Advocacy roundtables no substitute for Ontario’s independent child advocate, critics say
Thestar.com
November 27, 2018
Kristin Rushowy
Less than two weeks after axing Ontario’s independent child advocate, the Ford government has announced plans to set up “advocacy tables” in the children’s ministry to improve child protection, youth custody and services for Indigenous youth.
The roundtables will include former youth with experience in foster care and group homes, Indigenous child welfare, and the youth criminal justice system, said Lisa MacLeod, minister of children, community and social services. They will report directly to her, she said Monday.
Cheyanne Ratnam, who spent her teen years in a group home and is a member of the Ontario Children’s Advocacy Association, welcomed news of the roundtables, but says they don’t go far enough in protecting young people.
Cheyanne Ratnam, who spent her teen years in a group home and is a member of the
“Ontario’s most vulnerable children and youth deserve better outcomes,” MacLeod said in the legislature. “Our first step to making necessary improvements will be the establishment of advocacy tables, which will have direct access to decision makers.”
Champions of children’s rights welcomed the new youth roundtables, but said they are no substitute for an independent advocate’s office.
“It’s pretty wonderful to hear they’re creating these roundtables,” said Cheyanne Ratnam, 30, who spent her teen years in a group home and is a member of the Ontario Children’s Advocacy Association, a group of young adults who have lived experience in the areas overseen by the advocate.
“But setting up roundtables does not replace the intervention and prevention initiatives and the type of one-to-one engagement young people and their allies experienced with the advocate’s office,” she said in an interview.
“Ministries and governments are focused on policy,” she added. “They are not really known for doing meaningful work with young people and incorporating best practices when working with youth experts.”
Lisa MacLeod, minister of children, community and social services, said Ontario's most vulnerable children and youth deserve better outcomes.
Reports from the advocate’s office are written and directed by the voices of children and youth, said Ratnam, who teaches at Seneca College and works with vulnerable youth for the city of Toronto. By their very nature, government reports are filtered through the political process, she said. The independent advocate’s office could speak freely and release reports critical of government without fear of reprisals, she added.
NDP children’s critic Monique Taylor said roundtables “cannot have the same impact” as the children’s advocate.
“These are appointed positions -- the advocate’s office was an independent office and a voice that could be trusted by everyone,” said the Hamilton Mountain MPP.
Without a separate office, “there is going to be no true advocacy that will happen going forward,” Taylor added. “That was one of the main foundations of that office, bringing those youth together … to be able to speak their voice … That is now gone.”
Finance Minister Vic Fedeli announced the office’s demise on Nov. 15 as part of his fall economic update. In addition to repealing 2007 legislation that established the independent child advocate, he also eliminated independent commissioners for the environment and Francophone affairs who also report directly to the legislature.
The advocate’s office employs 80 full- and part-time staff in offices in Thunder Bay and Toronto, including 28 full-time staff dedicated to advocacy. Its annual budget was almost $13 million last year. The office is expected to wind down in the spring.
Under the change, the advocate’s investigative staff will be transferred to the provincial Ombudsman’s office and become part of a new children’s unit.

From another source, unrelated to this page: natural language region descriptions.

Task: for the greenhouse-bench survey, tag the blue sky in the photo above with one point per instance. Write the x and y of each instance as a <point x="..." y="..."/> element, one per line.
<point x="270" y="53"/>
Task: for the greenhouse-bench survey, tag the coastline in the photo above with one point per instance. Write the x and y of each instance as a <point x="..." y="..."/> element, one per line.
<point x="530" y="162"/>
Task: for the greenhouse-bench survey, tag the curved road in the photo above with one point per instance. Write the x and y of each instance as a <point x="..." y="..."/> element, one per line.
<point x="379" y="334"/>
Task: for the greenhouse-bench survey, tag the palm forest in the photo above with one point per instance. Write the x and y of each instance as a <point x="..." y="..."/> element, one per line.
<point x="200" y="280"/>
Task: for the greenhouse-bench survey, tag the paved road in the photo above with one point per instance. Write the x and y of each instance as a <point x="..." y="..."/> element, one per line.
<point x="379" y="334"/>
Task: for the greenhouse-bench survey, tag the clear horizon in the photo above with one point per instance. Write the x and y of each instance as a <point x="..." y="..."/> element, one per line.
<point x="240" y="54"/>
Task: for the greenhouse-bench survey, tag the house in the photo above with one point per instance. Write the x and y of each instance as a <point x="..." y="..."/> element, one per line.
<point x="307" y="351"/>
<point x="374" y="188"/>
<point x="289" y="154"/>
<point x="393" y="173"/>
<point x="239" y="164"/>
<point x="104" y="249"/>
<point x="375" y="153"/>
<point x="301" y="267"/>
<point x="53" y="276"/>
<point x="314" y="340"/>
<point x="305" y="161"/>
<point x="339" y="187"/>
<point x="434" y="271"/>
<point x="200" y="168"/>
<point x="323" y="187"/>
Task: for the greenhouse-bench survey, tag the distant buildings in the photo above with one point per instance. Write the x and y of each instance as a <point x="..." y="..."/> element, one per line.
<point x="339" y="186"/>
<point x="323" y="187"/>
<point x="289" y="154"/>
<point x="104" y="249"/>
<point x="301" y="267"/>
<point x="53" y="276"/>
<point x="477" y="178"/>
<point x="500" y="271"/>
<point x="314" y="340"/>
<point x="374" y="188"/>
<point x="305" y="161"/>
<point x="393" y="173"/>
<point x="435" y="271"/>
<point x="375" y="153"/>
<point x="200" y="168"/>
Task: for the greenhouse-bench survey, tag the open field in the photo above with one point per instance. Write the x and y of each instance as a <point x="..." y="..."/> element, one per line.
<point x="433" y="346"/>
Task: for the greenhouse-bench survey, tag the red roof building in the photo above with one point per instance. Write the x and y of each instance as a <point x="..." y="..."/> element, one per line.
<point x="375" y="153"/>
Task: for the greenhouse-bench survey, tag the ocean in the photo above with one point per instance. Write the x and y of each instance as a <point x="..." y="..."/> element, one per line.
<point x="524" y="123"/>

Under the 2007 law, the advocate’s office is mandated to advocate and investigate on behalf of children and youth involved with children’s aid, the mental health system, youth justice, disability services and provincial schools for people who are deaf, blind or live with severe disabilities. The office is also responsible for Indigenous and Métis kids.
In addition to lacking independence, the roundtables also neglect half of the advocate’s mandate -- children and youth involved with the mental health system, disability services and in provincial demonstration schools, said Judy Finlay, an associate professor of child and youth care at Ryerson University.
“This speaks clearly to the government’s lack of knowledge about the vulnerable kids in this province,” said Finlay, a former child advocate, and the last one who reported directly to the minister.
She said there are about 25,000 kids “who don’t live at home, who don’t have advocates in their corner and are in the care of the state.”
On Thursday, Ratnam’s advocacy group and Ryerson University’s school of child and youth care are staging a rally and a news conference in support of the advocate’s office. Several hundred people are expected to attend the rally.
Irwin Elman, the province’s first -- and now likely the last -- independent child advocate, has said killing the office is a dangerous move. Elman, whose second two-year term expired over the weekend, has said he will remain in the position during the transition, as allowed under the legislation.